Disparity Among Standards

By Heather Smelser, M.Ed., NBCT

Teacher Consultant for the STEM Education Center


In an article today by the Star Tribune from Minneapolis-St. Paul, Minnesota, Norman Draper and Allie Shaw report that “Student scores on the Minnesota state science test continue to improve, but at a slower pace than last year.” They cite the fact that in Minnesota’s schools the students do not have to pass the Minnesota Comprehensive Assessment (MCA) II Science Tests to graduate but their educators say, “the science tests have an importance that goes beyond scores and passing rates.” The article states that the teachers realize that science is a field where students in the US must excel to keep up with our technological advances and to compete globally. See the complete article here: http://www.startribune.com/local/99283559.html?page=1&c=y.


Minnesota’s school systems, like systems nationwide, are seeing the importance of STEM (Science, Technology, Engineerying and Math) Education. From that knowledge the states have developed standards that they hope will lead their students in the right direction to keep up and compete.


As a Teacher Consultant for the STEM Education Center, I have been able to compare the standards developed by each of our fifty states. Access our findings here. What we found was a disparity among state standards in the breadth and depth of what is expected from each state’s teachers and students.


Written standards range from one state’s expectation that 6th through 9th grade, “Students can understand and apply concepts related to mechanics, forces, and motion” to another state’s standard that says, “The student will investigate and understand basic sources of energy, their origins, transformations, and uses. Key concepts include potential and kinetic energy; the role of the sun in the formation of most energy sources on Earth; nonrenewable energy sources (fossil fuels including petroleum, natural gas, and coal); renewable energy sources (wood, wind, hydro, geothermal, tidal, and solar); and energy transformations (heat/light to mechanical, chemical, and electrical energy).”

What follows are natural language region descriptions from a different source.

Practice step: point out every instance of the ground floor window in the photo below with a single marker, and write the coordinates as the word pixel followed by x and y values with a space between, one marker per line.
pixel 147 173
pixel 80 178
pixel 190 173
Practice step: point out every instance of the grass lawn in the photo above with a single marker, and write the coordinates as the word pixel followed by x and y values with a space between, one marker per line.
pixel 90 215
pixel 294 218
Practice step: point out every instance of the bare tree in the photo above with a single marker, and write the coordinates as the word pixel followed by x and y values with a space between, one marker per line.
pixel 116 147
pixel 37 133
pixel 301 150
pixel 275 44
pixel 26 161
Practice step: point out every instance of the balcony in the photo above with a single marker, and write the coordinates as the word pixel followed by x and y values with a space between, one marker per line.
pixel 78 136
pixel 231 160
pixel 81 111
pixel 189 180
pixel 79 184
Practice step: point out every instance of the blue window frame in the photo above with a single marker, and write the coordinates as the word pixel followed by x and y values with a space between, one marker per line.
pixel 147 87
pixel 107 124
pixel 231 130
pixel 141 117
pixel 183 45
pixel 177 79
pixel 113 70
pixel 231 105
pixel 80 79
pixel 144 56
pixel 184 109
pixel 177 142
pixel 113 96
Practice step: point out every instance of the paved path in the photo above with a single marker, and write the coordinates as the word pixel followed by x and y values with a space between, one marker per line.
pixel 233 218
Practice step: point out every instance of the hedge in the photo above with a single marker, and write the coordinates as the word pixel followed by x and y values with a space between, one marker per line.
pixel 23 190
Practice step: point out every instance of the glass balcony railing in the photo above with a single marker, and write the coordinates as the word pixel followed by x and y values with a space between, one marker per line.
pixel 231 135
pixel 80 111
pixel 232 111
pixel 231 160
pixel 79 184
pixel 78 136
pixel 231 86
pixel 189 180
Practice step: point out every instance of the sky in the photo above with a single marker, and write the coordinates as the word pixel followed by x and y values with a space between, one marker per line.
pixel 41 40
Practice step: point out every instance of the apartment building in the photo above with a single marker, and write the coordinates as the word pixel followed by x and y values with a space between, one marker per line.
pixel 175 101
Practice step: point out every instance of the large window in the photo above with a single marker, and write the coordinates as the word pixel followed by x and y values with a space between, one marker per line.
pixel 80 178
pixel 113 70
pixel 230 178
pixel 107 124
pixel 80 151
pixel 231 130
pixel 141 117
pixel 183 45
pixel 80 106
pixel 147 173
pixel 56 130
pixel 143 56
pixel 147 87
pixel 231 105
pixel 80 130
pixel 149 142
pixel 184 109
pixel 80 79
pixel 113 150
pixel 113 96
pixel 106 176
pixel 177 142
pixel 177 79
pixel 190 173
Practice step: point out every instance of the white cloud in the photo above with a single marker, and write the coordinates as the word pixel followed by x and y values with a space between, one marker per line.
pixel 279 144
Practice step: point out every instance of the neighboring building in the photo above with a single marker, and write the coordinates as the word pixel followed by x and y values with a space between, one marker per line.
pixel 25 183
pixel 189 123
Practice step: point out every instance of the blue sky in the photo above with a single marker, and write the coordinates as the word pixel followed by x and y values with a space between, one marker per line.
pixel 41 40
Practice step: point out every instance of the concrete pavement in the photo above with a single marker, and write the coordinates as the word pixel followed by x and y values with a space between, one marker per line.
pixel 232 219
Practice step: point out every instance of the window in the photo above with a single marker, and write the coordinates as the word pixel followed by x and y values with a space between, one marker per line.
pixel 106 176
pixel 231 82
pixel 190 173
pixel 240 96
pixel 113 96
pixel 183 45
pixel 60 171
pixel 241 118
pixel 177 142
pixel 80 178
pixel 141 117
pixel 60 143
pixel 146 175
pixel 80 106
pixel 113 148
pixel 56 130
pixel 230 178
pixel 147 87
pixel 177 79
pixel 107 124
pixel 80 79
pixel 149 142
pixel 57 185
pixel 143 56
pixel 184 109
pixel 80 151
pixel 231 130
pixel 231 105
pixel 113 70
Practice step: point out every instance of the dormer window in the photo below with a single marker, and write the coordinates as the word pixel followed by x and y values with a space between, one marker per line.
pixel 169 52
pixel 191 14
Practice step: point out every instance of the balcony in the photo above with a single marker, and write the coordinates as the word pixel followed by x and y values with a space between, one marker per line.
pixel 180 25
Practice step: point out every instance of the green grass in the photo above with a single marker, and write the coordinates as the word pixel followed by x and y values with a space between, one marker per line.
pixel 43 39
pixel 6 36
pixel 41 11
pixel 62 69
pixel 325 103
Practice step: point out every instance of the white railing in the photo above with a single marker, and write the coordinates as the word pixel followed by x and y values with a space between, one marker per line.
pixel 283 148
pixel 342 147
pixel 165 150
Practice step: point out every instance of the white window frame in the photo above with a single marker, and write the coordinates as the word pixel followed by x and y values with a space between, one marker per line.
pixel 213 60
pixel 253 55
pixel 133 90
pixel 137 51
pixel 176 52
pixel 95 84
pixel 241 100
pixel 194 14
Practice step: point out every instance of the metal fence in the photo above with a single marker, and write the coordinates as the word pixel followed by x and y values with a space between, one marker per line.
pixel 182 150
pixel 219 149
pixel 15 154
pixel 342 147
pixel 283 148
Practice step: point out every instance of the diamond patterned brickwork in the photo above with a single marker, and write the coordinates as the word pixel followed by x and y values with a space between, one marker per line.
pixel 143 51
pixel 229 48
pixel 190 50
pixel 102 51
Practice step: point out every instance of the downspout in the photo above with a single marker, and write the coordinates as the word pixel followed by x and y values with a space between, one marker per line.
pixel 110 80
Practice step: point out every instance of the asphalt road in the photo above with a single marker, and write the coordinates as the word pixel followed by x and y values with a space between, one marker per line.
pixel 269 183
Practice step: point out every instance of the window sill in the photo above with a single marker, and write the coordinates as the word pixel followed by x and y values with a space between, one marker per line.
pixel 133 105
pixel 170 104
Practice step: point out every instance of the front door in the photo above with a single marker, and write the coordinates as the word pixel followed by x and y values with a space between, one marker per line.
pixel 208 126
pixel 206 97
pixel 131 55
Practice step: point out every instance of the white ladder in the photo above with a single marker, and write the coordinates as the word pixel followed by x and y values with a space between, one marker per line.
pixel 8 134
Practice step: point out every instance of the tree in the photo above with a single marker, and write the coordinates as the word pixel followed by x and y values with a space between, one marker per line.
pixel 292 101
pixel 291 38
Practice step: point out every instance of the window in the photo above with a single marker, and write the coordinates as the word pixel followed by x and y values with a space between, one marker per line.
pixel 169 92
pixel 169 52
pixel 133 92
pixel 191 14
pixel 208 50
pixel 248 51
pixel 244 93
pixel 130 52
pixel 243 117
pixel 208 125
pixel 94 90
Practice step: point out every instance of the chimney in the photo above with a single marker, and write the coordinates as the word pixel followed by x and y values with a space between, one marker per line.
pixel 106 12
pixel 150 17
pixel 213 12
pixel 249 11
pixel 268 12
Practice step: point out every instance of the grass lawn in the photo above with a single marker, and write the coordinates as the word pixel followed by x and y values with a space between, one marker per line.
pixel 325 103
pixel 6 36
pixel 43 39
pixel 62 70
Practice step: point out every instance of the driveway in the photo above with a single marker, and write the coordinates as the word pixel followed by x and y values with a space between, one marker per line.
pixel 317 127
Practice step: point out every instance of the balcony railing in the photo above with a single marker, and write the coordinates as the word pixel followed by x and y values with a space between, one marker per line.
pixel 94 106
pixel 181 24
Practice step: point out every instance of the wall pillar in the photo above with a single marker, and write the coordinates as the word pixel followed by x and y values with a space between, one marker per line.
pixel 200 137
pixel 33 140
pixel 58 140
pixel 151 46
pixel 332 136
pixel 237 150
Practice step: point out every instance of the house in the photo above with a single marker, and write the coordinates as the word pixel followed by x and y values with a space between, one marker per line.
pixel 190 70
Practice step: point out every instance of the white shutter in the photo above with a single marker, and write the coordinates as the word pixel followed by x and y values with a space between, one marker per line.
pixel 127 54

It is glaringly obvious that the states are paying attention to basic concepts in what they want their students to be able to know and do but when standards are written in such different formats what exactly will the student be learning and how is the teacher supposed to assess what they have done?


This is but one example of state standards but shows the obvious disparity in how states are trying to achieve that STEM Education.